The Rejuvenator, also known as Rejuvenatrix, was along with Evil Spawn (1988) (a.k.a. Deadly Sting) one of two low-to-mid-budget remakes of Roger Corman's cult B-movie The Wasp Woman (1958). Corman himself eventually got around to an uncharacteristically late remake in 1995 albeit regrettably directed by Jim Wynorski. Despite sharing a near-identical plot with its Fifties forbearer, Rejuvenator's director Brian Thomas Jones insisted the film was mounted more as a hybrid of Bride of Frankenstein (1935) and Sunset Boulevard (1950). While screenwriter Simon Nuchtern (whose credits as writer and director date back to the Sixties) conceived the project primarily as a showcase for makeup effects artist Ed French, Jones - who began his career making short documentaries - was more interested in the themes of greed, vanity, obsession and addiction he perceived in the script. Unfortunately he dealt with them by means of foregrounding tacky melodrama, relegating French's impressive pulsating and oozing effects work to the sidelines. Most of the horror The Rejuvenator consists of repetitive scenes where Elizabeth/Ruth stares into a mirror at her melting face. When the film finally does get around to its splatter set-pieces Jones stages them in an off-hand manner that implies parody.

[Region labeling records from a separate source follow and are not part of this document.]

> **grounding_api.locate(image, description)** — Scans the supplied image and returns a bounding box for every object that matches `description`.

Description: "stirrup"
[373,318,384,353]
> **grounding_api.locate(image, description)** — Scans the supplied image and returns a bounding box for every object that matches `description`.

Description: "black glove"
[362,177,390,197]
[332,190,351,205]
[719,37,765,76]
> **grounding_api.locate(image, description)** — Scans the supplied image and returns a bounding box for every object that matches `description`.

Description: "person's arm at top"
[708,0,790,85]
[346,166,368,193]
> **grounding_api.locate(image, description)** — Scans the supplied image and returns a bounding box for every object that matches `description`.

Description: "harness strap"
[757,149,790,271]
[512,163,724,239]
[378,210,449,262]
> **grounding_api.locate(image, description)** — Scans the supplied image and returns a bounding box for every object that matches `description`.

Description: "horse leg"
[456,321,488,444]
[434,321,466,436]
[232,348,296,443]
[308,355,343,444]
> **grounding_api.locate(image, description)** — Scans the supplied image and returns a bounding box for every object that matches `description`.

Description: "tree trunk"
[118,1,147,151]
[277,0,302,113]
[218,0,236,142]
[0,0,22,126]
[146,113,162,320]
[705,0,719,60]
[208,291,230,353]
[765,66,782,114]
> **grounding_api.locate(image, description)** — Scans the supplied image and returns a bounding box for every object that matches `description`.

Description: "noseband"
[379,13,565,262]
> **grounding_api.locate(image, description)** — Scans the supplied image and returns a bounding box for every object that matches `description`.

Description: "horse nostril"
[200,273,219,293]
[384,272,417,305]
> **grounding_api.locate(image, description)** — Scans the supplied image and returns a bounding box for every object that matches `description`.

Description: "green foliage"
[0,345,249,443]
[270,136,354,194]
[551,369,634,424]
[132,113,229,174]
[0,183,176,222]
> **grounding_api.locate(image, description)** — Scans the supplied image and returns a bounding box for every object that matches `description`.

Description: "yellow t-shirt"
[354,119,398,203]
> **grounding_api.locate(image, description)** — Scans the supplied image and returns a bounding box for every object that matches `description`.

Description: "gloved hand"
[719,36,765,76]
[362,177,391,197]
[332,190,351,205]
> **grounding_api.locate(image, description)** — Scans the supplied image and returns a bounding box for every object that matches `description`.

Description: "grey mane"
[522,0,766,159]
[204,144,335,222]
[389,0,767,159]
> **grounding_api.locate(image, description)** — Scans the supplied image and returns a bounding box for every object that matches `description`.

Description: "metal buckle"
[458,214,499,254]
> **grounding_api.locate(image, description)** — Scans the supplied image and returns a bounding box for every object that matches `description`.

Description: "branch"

To Jones' credit at least the performances are committed. Most of the cast (with the exception of hammy John Marcus Powell as Ashton's smarmy rival with his laughable pronunciation of the word "cadaver") invest the admittedly cornball soap opera and cheesy dialogue with a certain seriousness. That said Vivian Lanko's efforts are undercut by Jones' decision to endow her monster form with a silly electronically altered voice. Seventies Euro-horror staple Jessica Dublin is quite good in her brief appearance as the ageing Ruth, savouring some pretty ripe (and profane) dialogue and gamely referring to her own physical appearance as a "rotting corpse." Throughout a cluttered script multiple subplots rear their heads, none of which are resolved including an unrequited crush on Ashton harboured by his bespectacled but one presumes secretly glam lab partner Dr. Stella Stone (Katell Pleven) and a sub-Burke and Hare storyline involving a cockney accented grave-robber. While the action kicks up a notch towards the finale, the pacing lags for the most part, grinding laboriously through a repetitive plot while Jones wastes time on silly dream sequences, even sillier sex scenes between the middle-aged leads and ogling the bra-less members of cameo-ing all-girl hair-metal band The Poison Dollys. Who are admittedly awesome.